I swear I’m going to start writing about something other than Mindbenders and politics sometime soon.
However, in the meantime…
I worked in print and broadcast journalism for over twenty years. I think journalism is a calling or should be, but I’m an idealist and this is not a world made for idealists.
I’m frustrated by the devolution of media now. It all started with the rot of Fox News, which is simply propaganda that starts with a viewpoint set at the top (if there was liberal bias in the old media, it wasn’t top-down; it was the result of producers who’d traveled the world telling you how things looked from their point of view) but, because the others just aped Fox without yelling as loudly, they’re all consumed in rot now.
WV primary yesterday: Bernie 51%; Hillary 36%–seriously, if the margins were reversed, you don’t think the headlines would scream “Clinton Devastates Sanders”, with calls for him to get out of the race forthwith?
What do we have instead? The NY Times shoves a tiny item into the news capsule at the bottom of the front page saying ‘Sanders Wins in W Virginia’.
Journalism typically loves the underdog. Here’s the underdog of underdogs–the 74-year old Jewish socialist from a tiny state with no big money backers–beating the overwhelming favorite after she’s already pivoted to November and the media has already counted him out. Damn Bernie doesn’t know when he’s supposed to roll over and play dead…
If there’s something sadder than a once-great newspaper passing up a great story, it’s a once-great newspaper insisting on a pre-determined storyline despite the facts. Why don’t we just rename the NY Times ‘Pravda‘ and get it over with?
There’s a much bigger article on that front page about Hillary ‘suggesting she would like to give people the option to buy into Medicare.’ The Times goes on to say: ‘Mr. Sanders calls his single-payer health care plan “Medicare for All.” What Mrs. Clinton proposed was a sort of Medicare for more.’
And there’s the difference between the two Democrats–and it’s a world of difference. Hillary, after much prodding from Bernie, is willing to consider letting some people ’55 or 50 and up’ to voluntarily pay their way into Medicare.
I’m not an economist–I can barely make change most of the time–but I know this doesn’t add up. Remember that, in Obamacare (which was written by the insurance companies, folks), the catch was that everyone from age 26 on had to have insurance so they premiums from the healthy younguns would pay for the older folks with more diseases (because God forbid the insurers might actually have to pay out some money to the people who keep paying them).
So now, you’re saying you’re going to let a subset of middle-aged people, already seeing the mileage pile up, join the pool–what’s that going to do to costs? It’s certainly not going to make things markedly cheaper, is it? The pool of cheap insured, the ones who would help pay for the older folks, remain in Hillary’s plan in the clutches of private insurers, which brings up their profit margins (they’ll love this plan) while the Republicans moan how expensive Medicare is, we should just jettison it for some grant that won’t pay for anyone!
What are we protecting here? Private health insurance? I understand there are jobs involved but if there’s a more blood-sucking parasitic industry out there, I don’t know what it is.
On the other hand (you knew I’d get here, didn’t you?), Bernie’s plan is to put everybody on Medicare immediately. Tax all of us a bit more (and the rich a lot more, basically on par with what they paid under that notorious high-tax monster Ronald Reagan) and eliminate most private insurance, copays, referrals, surprise $10,000 bills from anesthesiologists who don’t take your insurance (and nobody bothered to tell you) and the idea that the elderly should have to liquidate everything they own before their insurance companies should have to pay back on the policies those elderly folks have been paying into their entire lives. Do we really consider the amount of hell we put ourselves through to preserve the profit margins of insurance companies? Did I use the phrase ‘blood-sucking parasitic industry’? Did I use it enough? I think not.
Let them die. Too soon isn’t soon enough.

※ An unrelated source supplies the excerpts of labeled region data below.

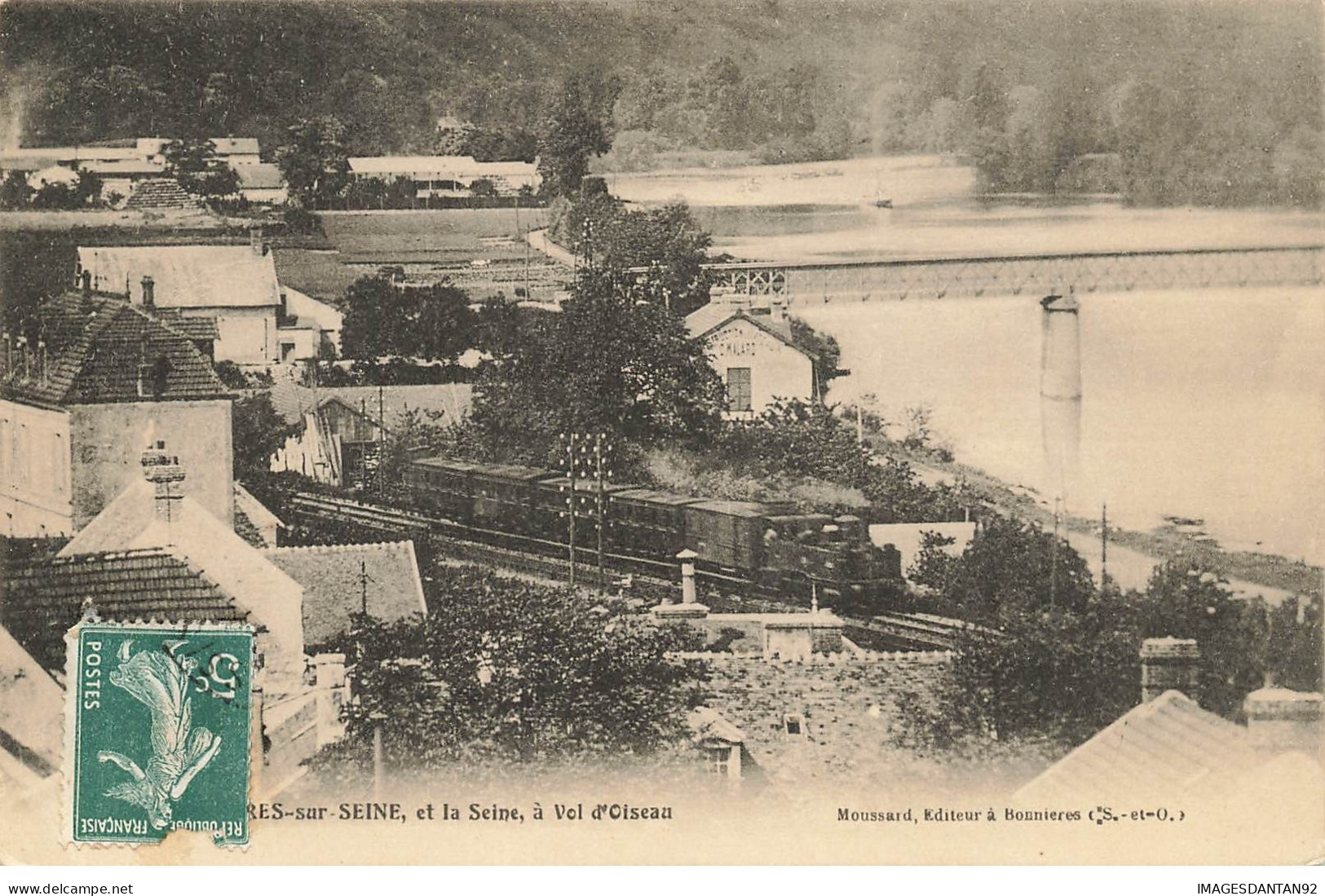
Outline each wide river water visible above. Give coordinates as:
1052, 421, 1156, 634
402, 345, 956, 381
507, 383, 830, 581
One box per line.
608, 151, 1325, 563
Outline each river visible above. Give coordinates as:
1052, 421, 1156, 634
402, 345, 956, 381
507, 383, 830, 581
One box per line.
610, 157, 1325, 563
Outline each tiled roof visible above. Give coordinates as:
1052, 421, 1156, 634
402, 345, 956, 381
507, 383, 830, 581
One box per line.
4, 294, 229, 404
0, 549, 248, 672
152, 307, 221, 342
695, 644, 952, 786
125, 178, 197, 208
1016, 691, 1257, 806
78, 245, 281, 307
263, 541, 426, 650
235, 161, 285, 189
263, 377, 475, 430
210, 136, 258, 155
685, 302, 814, 358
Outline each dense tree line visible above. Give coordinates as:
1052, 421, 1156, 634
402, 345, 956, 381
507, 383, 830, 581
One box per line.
320, 563, 702, 769
0, 0, 1321, 205
908, 527, 1321, 746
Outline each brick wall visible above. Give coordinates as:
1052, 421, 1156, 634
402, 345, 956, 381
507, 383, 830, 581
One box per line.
705, 652, 952, 779
70, 399, 235, 529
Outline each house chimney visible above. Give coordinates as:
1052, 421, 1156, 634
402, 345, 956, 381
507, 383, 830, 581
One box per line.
1243, 682, 1325, 756
139, 441, 184, 523
1141, 638, 1200, 703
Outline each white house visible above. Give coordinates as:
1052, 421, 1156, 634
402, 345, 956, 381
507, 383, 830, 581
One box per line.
78, 231, 341, 366
350, 155, 542, 199
685, 296, 819, 416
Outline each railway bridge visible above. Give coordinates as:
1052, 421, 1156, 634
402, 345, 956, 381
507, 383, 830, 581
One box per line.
705, 245, 1325, 302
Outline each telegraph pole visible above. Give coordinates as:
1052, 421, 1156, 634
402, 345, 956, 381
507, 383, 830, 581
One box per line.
594, 432, 612, 593
563, 432, 579, 587
1100, 501, 1109, 589
1049, 498, 1060, 607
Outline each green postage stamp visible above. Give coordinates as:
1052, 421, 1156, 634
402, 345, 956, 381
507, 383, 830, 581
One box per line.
65, 623, 253, 845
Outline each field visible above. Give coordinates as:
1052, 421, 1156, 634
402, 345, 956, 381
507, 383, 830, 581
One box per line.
319, 208, 568, 301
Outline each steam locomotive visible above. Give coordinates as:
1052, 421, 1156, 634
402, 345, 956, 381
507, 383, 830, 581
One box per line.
405, 457, 903, 612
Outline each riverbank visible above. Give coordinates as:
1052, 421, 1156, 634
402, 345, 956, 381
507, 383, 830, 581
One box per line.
867, 435, 1325, 603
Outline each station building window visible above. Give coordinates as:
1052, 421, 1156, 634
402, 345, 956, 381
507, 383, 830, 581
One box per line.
727, 367, 753, 411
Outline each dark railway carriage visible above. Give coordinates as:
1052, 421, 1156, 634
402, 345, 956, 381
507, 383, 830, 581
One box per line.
405, 457, 483, 526
682, 501, 774, 572
405, 457, 903, 615
607, 488, 702, 561
470, 464, 553, 536
530, 473, 629, 546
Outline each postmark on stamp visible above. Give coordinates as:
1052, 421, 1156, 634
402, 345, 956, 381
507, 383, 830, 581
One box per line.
66, 623, 253, 845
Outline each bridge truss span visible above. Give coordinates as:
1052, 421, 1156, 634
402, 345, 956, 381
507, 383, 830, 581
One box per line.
706, 245, 1325, 302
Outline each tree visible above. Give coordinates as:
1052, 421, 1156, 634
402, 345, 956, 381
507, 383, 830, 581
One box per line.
538, 77, 612, 196
553, 194, 713, 317
907, 532, 958, 594
320, 565, 700, 767
952, 555, 1321, 746
231, 392, 298, 480
161, 139, 240, 197
945, 515, 1094, 619
74, 168, 102, 205
0, 171, 33, 210
341, 267, 475, 360
791, 317, 844, 395
276, 115, 350, 207
473, 269, 723, 462
1141, 557, 1321, 717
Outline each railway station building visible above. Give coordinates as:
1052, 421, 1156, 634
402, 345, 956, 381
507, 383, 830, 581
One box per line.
685, 294, 820, 419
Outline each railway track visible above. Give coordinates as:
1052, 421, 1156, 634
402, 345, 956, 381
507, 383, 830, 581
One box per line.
290, 492, 970, 650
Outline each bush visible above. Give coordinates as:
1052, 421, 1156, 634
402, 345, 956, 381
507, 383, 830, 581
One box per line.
281, 205, 324, 235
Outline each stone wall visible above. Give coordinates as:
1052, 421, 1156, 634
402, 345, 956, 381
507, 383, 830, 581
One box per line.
702, 652, 952, 781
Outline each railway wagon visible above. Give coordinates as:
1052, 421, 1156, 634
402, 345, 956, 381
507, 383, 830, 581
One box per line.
407, 459, 901, 611
607, 488, 704, 561
469, 464, 553, 534
526, 474, 629, 542
404, 457, 484, 526
682, 501, 774, 570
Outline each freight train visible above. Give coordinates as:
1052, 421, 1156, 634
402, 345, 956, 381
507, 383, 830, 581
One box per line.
405, 457, 903, 612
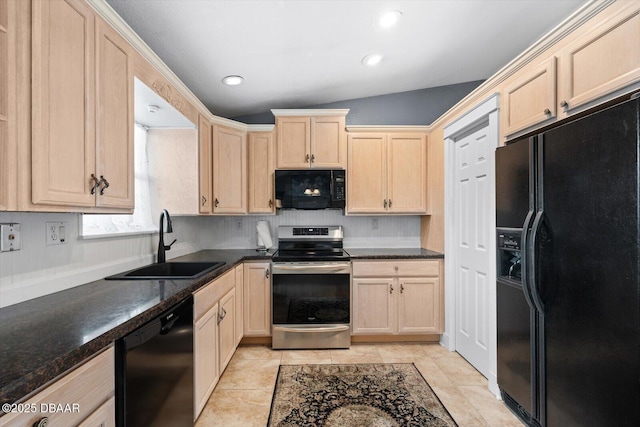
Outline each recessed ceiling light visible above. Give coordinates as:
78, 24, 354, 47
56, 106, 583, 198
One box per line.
362, 53, 382, 67
222, 76, 244, 86
378, 10, 402, 28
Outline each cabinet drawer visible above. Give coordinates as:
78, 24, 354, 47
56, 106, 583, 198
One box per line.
0, 347, 115, 427
352, 261, 440, 277
193, 269, 236, 320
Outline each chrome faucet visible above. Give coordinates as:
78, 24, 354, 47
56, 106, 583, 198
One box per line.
158, 209, 177, 264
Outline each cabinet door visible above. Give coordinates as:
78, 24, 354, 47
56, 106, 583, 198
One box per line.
347, 134, 388, 214
198, 115, 213, 214
193, 304, 220, 419
249, 132, 276, 214
96, 19, 135, 209
218, 288, 236, 374
398, 277, 442, 334
244, 263, 271, 337
503, 57, 556, 135
352, 278, 399, 335
276, 117, 311, 169
235, 264, 244, 347
31, 0, 96, 206
310, 116, 347, 169
213, 126, 247, 214
560, 2, 640, 110
387, 134, 427, 214
78, 396, 116, 427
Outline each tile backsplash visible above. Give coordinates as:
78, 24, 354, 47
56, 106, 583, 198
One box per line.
0, 210, 420, 307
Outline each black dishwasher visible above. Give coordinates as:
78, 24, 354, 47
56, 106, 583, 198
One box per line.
116, 297, 194, 427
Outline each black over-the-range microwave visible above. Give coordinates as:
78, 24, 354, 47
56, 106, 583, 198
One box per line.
275, 169, 347, 209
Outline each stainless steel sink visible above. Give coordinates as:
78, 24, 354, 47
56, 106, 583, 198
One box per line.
105, 261, 225, 280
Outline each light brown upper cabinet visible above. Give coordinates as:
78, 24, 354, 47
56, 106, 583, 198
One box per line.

Bernie’s plan is for everybody. Because everybody would be in it, the costs would be spread among the entire population, the costs of drugs would be negotiable with the federal government like they are with any other national health so they would go way down. More importantly, the principle would be that health care is not about profit. This mania that everything is about profit would be dealt a serious blow.

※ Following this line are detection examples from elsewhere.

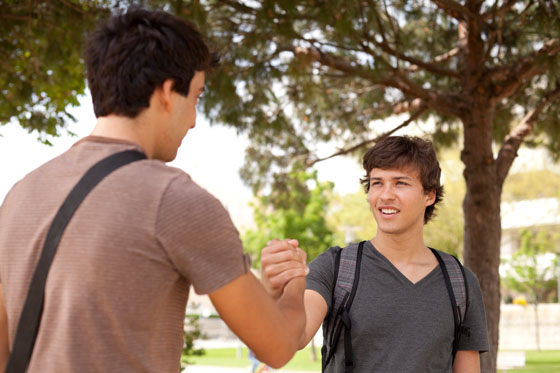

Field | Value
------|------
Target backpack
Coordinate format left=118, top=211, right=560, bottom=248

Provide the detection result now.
left=321, top=241, right=468, bottom=373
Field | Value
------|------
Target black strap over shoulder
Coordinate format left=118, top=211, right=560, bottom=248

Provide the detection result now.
left=6, top=150, right=146, bottom=373
left=430, top=248, right=469, bottom=360
left=321, top=241, right=365, bottom=373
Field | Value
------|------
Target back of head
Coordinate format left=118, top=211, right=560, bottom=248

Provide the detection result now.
left=360, top=136, right=443, bottom=223
left=85, top=7, right=218, bottom=118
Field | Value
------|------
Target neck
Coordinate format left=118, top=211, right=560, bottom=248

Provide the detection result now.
left=91, top=114, right=154, bottom=158
left=371, top=230, right=429, bottom=262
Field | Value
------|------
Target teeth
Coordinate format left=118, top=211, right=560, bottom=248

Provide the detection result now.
left=381, top=209, right=398, bottom=214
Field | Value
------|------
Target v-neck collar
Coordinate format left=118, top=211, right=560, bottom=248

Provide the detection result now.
left=366, top=240, right=439, bottom=288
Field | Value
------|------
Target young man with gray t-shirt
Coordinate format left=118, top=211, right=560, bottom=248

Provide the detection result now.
left=261, top=136, right=488, bottom=373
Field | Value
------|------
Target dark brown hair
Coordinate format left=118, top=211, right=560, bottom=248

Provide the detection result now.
left=360, top=136, right=443, bottom=224
left=85, top=7, right=219, bottom=118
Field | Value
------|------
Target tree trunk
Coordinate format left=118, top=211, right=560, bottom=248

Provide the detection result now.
left=535, top=300, right=541, bottom=351
left=461, top=104, right=501, bottom=373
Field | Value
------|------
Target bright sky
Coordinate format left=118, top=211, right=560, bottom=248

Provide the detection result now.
left=0, top=96, right=362, bottom=229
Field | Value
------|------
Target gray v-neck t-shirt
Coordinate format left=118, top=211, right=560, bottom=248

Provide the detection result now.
left=307, top=241, right=488, bottom=373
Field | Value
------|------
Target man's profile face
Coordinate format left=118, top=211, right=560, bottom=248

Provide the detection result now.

I want that. I want to see that happen. I don’t know if it can and I don’t know why I’m writing this since all the algorithms tell me conclusively no one will read anything this long.
I finally have a candidate (for the first time since 1976) that I don’t have to hold my nose to vote for. I’m going to continue to contribute and hope for California. I’m going to hope that something shakes the nest of the entrenched and powerful and makes them realize that the anger of the populace is not going away. I may end up voting for Hillary instead of Trump because I’ll have to. But I’m not there yet.
And the difference between Bernie and Hillary feels as real to me today as the difference between Hillary and Trump.